Strange Sake Series Part 2 – Flavoured Sake
As we were in Japan during sakura season, one of the most popular sake specialties featured in shops was sakura flavored in pink bottles. The one I bought was a small bottle which looked rather feminine with the box decorated with a geisha under a heart shower of heart-shaped cherry blossom petals.
Opening the decorative box, the sake inside somewhat resembled a pink perfume bottle, with an actual cherry blossom floating in the sake. So how did it actually taste? Pretty much as you’d likely expect – of sweet cherry! I’d say it was worth trying once during sakura season, but not something I’d look to drink again. And, yes, you can eat the flower once you’re done with the sake.
Having gone to a formal tea ceremony outside of Tokyo and an educational one in Kyoto, we enjoyed plenty of Japan’s favourite non-alcoholic beverage, green tea, as well. So, when I saw a bottle of green tea sake, I had to give it a try! Given the English on the box, the sake is likely targeted at foreign tourists, especially those visiting Kyoto, as the sake is proudly from Uji in the south. Just it was no surprise to see the cherry blossom bottle be pink, the green tea bottle was (surprise!) green.
While the sakura sake was light and sweet, the matcha green tea sake was rich and heavier. It was sweet as well, but the matcha powder residue remained thick at the bottom of the bottle. I’d say it wasn’t a particularly good mix, especially for someone looking for a refreshing beverage. After finishing the bottle, I was ready for a chaser of traditional sake!
Looking for something refreshing, I reached for yet another special sake I picked up from Nada, a Yuzu Biyori. Unfortunately, this was just as rich and sweet at the matcha green tea – good in one small shot to cleanse the palate perhaps, but otherwise undrinkable unless mixed with something, perhaps as part of a cocktail. It was definitely fresh and full of lemon, but perhaps too much so to consume on its own.
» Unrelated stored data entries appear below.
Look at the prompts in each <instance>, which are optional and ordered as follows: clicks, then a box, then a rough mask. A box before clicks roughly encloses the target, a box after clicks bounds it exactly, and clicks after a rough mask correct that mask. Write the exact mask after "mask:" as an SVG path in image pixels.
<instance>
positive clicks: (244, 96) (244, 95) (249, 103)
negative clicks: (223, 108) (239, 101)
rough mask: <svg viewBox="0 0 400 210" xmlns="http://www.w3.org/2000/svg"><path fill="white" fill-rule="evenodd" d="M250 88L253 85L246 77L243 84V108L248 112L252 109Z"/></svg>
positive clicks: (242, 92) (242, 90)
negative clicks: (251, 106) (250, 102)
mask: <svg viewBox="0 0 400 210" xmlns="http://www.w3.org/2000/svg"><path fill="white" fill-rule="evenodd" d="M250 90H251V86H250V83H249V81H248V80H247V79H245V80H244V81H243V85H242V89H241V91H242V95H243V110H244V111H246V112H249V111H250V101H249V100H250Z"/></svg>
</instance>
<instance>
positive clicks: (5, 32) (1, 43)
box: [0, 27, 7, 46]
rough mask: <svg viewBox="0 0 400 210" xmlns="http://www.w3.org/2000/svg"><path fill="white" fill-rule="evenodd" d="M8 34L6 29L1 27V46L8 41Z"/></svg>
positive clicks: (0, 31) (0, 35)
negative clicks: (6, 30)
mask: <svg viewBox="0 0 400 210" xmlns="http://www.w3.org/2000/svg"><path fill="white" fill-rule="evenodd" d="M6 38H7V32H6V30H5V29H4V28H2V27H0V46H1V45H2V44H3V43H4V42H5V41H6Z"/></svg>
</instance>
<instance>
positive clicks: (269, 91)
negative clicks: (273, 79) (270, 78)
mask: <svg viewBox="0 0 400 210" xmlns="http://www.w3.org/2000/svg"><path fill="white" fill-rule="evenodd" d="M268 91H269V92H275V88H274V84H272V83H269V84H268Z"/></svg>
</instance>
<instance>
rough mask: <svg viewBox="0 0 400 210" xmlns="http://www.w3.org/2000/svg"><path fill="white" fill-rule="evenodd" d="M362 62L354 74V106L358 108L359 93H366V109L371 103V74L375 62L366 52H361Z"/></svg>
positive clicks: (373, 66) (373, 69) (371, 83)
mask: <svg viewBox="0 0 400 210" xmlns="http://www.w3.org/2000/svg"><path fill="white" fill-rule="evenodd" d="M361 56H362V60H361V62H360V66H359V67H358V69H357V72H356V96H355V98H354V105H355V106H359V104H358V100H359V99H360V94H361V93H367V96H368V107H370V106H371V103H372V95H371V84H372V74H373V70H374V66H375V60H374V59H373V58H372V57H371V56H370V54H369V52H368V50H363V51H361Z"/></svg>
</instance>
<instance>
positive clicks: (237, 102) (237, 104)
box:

Across all three of the flavored sakes I recently tried, it quickly became clear that they were likely better incorporated into cocktails instead of drunken on their own. As combinations of flavours to begin with, each of these sakes would make the home bartender’s life easier in inventing new cocktails.
Finally, more mainstream, we recently found a new and very non-Japanese approach to sake packaging that was “strange” in that it really contrasted to everything else on the sake shop aisle. Konishi has come up with two specially packaged sakes specifically targeted to pair with particular dishes. I tried the one meant to pair with nuts, but they had another that was for drinking with cheese.
After all the strong tasting flavours bursting on my tastebuds earlier, the elegant sweet taste of the Konishi was a welcome treat. I’ll be interested to see if any other sake makers look to adopt a similar gaijin sake for “dummies” packaging approach to take the guesswork out of selecting a sake, especially when pairing it with food like wine. I must say as a consumer, it’s exciting to see Shirayuki Brewers, with more than 450 years of history, doing something so innovative!